Transitioning from Professional Dominatrix to Tech Founder: An Unconventional Campaign Against Revenge Porn
Professional dominatrix Madelaine Thomas is far from your average startup entrepreneur. After repeated occurrences of individuals leaking her private explicit images, she was "angry enough to take action" and turned to tech solutions for a solution.
"Those were beautiful pictures, I'm unapologetic of the photographs, I'm embarrassed of the manner that they were used against me by an individual who I have never met," said Madelaine.
Little over a year after launching her venture, Image Angel, which employs covert digital tracking to track abusers, has garnered significant recognition and was cited as best practice in an government-commissioned study recently.
This marks a significant shift from her previous career in offering consensual sexual encounters, dominating clients in the world of kink and bondage.
The Pervasive Problem
The non-consensual sharing of private images, often referred to as revenge porn, is a criminal offence with offenders facing up to two years in prison.
It is not at all an issue exclusively faced by those in the sex industry. A report suggests that approximately 1.42% of the UK female population is affected by this form of abuse each year.
Madelaine, 37, said victims lived with feelings of humiliation. "In my view a lot of people will comment, 'you put a private image out on the internet, what do you anticipate?'," she noted.
"I expect dignity, I expect consideration, and I expect confidence, and I don't see why those are up for debate," she continued. "The reality that those images could be then shared where I live or with people I love and employed to cause them pain, that's beyond, that's not a decision I made, that's not my mistake, that's an individual committing abuse."
A Unique Journey
Madelaine has been practicing as a dominatrix, primarily online, for 10 years and consistently found her work liberating and satisfying. "It's me as a woman in control, a woman who is confident and powerful, giving my body as a treat to someone because I wish to," she described.
"Some believe it's unusual but I don't see it any differently to a personal trainer or an accountant providing a service," she remarked.
She welcomes being something of an anomaly in the technology sector. "I understand that it's bizarre, it's remarkable to think that an individual who was a dominatrix is now a founder of a tech company, but it took someone who has been through it to know the loopholes and the modifications that needed to happen," she stated.

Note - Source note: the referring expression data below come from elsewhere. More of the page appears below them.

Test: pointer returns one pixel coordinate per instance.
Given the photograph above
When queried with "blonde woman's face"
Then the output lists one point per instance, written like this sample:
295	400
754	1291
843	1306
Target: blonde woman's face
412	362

She maintained she was not technically inclined and was managed to build her company after many sleepless nights, investigation and "consulting experts" who know about tech.
Understanding the Tech Solution
Image Angel can be used by any online platform where people share images, for instance dating apps, social media and online sites.

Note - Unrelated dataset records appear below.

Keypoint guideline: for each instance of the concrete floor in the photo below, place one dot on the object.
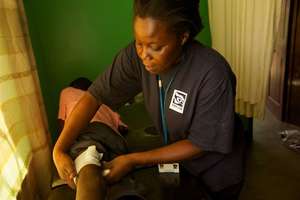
(273, 171)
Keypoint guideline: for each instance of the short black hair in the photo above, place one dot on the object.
(81, 83)
(181, 15)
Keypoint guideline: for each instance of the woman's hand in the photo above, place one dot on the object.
(118, 167)
(65, 167)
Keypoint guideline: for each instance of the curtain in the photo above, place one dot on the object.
(245, 32)
(24, 139)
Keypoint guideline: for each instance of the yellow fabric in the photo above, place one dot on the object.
(24, 140)
(244, 32)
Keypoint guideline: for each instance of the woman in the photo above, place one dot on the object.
(189, 91)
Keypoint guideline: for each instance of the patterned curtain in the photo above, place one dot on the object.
(245, 32)
(25, 163)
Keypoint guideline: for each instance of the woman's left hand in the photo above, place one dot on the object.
(118, 167)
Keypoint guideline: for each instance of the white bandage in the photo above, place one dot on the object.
(89, 156)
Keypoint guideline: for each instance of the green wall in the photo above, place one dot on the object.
(73, 38)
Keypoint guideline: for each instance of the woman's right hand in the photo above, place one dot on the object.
(65, 167)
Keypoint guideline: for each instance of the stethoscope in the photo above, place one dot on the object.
(162, 104)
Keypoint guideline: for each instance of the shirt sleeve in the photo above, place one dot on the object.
(212, 127)
(62, 106)
(120, 82)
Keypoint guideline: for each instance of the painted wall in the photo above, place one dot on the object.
(73, 38)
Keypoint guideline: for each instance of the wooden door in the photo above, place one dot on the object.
(292, 110)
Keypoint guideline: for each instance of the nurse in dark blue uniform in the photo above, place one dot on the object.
(189, 91)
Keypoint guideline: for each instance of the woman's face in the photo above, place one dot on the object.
(156, 45)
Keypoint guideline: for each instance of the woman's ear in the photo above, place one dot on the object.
(185, 37)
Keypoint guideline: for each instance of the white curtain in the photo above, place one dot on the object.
(245, 32)
(25, 155)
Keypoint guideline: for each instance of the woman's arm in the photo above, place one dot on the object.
(178, 151)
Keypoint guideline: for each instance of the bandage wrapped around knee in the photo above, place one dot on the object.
(88, 157)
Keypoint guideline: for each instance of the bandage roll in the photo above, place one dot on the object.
(89, 156)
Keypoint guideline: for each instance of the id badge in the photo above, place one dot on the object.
(168, 168)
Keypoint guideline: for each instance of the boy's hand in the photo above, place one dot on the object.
(65, 167)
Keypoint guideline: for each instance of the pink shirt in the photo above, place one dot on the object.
(69, 98)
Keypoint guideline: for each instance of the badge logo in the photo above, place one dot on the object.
(178, 101)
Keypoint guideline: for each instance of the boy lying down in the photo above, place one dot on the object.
(101, 140)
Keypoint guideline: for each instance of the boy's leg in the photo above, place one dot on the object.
(90, 183)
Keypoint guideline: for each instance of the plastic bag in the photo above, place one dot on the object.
(291, 139)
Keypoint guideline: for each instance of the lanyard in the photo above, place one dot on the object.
(162, 102)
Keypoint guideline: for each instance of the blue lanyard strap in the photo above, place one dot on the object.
(162, 103)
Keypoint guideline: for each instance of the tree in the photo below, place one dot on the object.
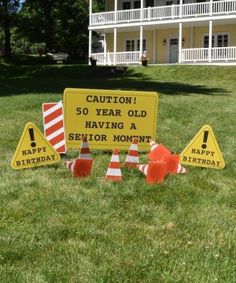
(61, 24)
(8, 9)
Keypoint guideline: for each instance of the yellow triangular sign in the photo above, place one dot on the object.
(203, 150)
(33, 150)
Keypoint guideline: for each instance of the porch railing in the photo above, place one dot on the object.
(225, 7)
(225, 54)
(111, 58)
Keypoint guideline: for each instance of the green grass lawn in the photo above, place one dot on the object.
(54, 228)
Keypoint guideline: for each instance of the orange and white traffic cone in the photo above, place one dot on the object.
(113, 171)
(132, 158)
(172, 162)
(143, 168)
(181, 169)
(84, 149)
(156, 172)
(158, 152)
(70, 165)
(80, 167)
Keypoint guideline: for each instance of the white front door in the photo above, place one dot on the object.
(173, 50)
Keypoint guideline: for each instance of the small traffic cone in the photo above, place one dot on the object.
(156, 172)
(143, 168)
(80, 167)
(172, 162)
(84, 149)
(158, 151)
(113, 171)
(181, 169)
(132, 158)
(83, 167)
(70, 165)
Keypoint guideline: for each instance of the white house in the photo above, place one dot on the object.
(170, 31)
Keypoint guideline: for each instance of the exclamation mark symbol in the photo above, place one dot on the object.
(31, 133)
(205, 137)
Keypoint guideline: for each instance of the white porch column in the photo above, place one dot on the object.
(211, 3)
(90, 11)
(154, 46)
(180, 41)
(141, 41)
(105, 49)
(90, 46)
(180, 8)
(115, 10)
(141, 10)
(115, 46)
(210, 41)
(191, 37)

When an image is viewed by a user, it is seamlessly tagged with an undetectable digital marker which is unique to them.
This invisible watermark is embedded into the digital file of the image itself and can survive screen shots, being edited and being re-captured with a secondary device.

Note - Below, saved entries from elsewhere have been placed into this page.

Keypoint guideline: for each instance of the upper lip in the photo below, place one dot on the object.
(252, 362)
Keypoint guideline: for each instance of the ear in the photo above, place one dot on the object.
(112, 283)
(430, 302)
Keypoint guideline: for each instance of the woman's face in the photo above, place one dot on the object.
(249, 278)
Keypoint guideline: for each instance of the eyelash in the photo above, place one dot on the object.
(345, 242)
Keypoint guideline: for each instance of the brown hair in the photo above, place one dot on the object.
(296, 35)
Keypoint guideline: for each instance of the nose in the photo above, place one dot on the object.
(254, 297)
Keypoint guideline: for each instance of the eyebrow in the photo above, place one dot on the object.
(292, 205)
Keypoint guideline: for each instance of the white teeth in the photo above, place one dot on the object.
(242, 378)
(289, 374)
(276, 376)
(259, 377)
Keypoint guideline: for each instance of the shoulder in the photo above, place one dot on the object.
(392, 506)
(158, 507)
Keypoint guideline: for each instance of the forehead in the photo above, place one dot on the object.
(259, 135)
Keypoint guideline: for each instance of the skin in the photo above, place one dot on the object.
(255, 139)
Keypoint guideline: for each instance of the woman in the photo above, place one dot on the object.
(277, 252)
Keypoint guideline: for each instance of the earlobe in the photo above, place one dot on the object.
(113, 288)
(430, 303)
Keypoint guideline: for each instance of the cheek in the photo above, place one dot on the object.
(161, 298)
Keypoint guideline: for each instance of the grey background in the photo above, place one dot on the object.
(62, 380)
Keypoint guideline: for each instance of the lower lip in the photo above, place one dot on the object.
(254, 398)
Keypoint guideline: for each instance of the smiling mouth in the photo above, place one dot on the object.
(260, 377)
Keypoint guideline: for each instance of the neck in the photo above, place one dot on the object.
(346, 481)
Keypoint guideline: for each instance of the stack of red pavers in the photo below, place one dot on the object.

It means that if you discover your image has been circulated non-consensually, as long as the service you posted it on has the technology embedded, the viewer's details will be hidden within the image and can be extracted by a data recovery specialist so action can be taken.
To date, one platform has adopted her tech and she's in discussions with many others.
An Established Method for a New Purpose
"This technology already exists in the film industry, it already exists in sports broadcasting so this is not brand new technology, it's just a new application and a new system," said Madelaine.
"And we've tested it, we're collaborating with a firm that has decades of expertise in tech development so we know that this is reliable and what we now need to do is deploy it widely," she added.
She expressed hope she hoped the technology would also act as a preventive measure to would-be perpetrators.
Changing the Narrative
An advocate from a support service said she had seen first-hand the panic, distress and self-blame intimate image abuse caused for victims.
"When that guilt is compounded by a misinformed friend or professional who says 'well, why did you take those images in the first place?' that guilt can really be reinforced so it's crucial that the response a victim receives is that they have not done anything wrong," she emphasized.
She added it was fantastic that Madelaine was using her experience to create solutions, adding: "It is really important to have this comprehensive strategy towards addressing technology-enabled gender-based abuse, because a single solution is going to be able to solve this problem, not just support services, it needs to be this integrated effort."
TV presenter Jess Davies was only fifteen when images of her in a state of undress were shared around her local community. It was the first of several incidents Jess endured in her youth that would later shape her advocacy work.
"It took so long, too long for someone to say to me, 'it wasn't your fault' and 'that was wrong'," recalled Jess.
She too is passionate about eliminating the shame of intimate image abuse from the victims to the perpetrators. "There is no offence to consensually send an photo to someone," said Jess.
"But it is a crime to distribute that non-consensually and I think that should always be where the blame is," she affirmed.